Juan Ramón Brevé Vargas
- Interactive map of Juan Ramón Brevé Vargas
- Full name: Estadio Juan Ramón Brevé Vargas
- Location: Juticalpa, Honduras
- Owner: Juticalpa Municipality
- Capacity: 20,000
- Surface: GrassMaster
- Field size: 100 x 65 m

Construction
- Groundbreaking: 2008
- Built: 2008–2015
- Opened: 12 July 2015; 11 years ago
- Cost: L40,000,000.00
- Architect: Fernando Zaldívar

Tenants
- Juticalpa F.C. Olancho FC

= Estadio Juan Ramón Brevé Vargas =

Estadio Juan Ramón Brevé Vargas is a soccer venue in Juticalpa, Olancho, Honduras. It is the headquarters of Juticalpa F.C. and Olancho FC, both of the Honduran Liga Nacional. It was inaugurated in July 2015.

==First game==
The first official game was played on Sunday 9 August 2015 between hosts Juticalpa F.C. and Real C.D. España for the game week two of the 2015–16 Honduran Liga Nacional season. The match ended with a 2–0 victory for the home team. The first official goal was scored by Real España's defender Wilfredo Barahona in his own net.
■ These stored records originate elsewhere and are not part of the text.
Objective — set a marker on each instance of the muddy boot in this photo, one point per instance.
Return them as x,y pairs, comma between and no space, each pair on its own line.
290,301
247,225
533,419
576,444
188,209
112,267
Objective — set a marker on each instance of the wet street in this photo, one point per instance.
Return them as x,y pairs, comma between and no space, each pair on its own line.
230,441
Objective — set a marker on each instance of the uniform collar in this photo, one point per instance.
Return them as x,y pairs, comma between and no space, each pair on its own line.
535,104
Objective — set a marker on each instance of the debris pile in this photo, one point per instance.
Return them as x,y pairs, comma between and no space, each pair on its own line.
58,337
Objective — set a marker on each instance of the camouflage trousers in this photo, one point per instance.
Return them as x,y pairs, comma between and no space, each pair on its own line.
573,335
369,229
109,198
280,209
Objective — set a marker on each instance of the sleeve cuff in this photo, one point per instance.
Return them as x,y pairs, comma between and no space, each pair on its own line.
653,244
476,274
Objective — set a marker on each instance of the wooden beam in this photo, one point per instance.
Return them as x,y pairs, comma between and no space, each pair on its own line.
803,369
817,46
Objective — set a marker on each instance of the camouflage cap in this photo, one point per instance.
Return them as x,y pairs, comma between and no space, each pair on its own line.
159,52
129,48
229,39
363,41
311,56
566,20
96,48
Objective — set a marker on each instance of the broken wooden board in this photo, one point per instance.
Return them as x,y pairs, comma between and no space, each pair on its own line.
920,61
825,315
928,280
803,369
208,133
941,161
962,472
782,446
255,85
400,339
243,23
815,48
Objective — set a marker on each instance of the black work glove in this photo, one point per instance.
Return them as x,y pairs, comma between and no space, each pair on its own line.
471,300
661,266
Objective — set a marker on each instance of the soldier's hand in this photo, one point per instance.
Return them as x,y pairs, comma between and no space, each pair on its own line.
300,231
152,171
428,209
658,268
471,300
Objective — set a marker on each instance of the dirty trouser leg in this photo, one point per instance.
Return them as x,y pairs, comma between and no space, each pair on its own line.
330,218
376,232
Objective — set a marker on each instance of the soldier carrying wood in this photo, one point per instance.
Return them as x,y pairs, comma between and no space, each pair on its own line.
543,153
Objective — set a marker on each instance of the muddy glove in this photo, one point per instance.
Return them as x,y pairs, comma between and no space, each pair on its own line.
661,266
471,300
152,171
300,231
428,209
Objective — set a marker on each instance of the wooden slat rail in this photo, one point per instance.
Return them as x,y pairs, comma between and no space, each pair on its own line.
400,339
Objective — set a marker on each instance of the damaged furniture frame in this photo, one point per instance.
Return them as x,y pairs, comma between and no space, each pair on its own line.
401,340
It was also Juticalpa's first ever game in first division.

Juticalpa 2-0 Real España
  Juticalpa: Barahona 28', Ocampo 76'

==First hat-trick==
On 18 August 2016, Juticalpa F.C.'s midfielder Carlos Lanza became the first player to score a hat-trick at Estadio Juan Ramón Brevé Vargas in the 3–1 home team's victory over C.D. Social Sol.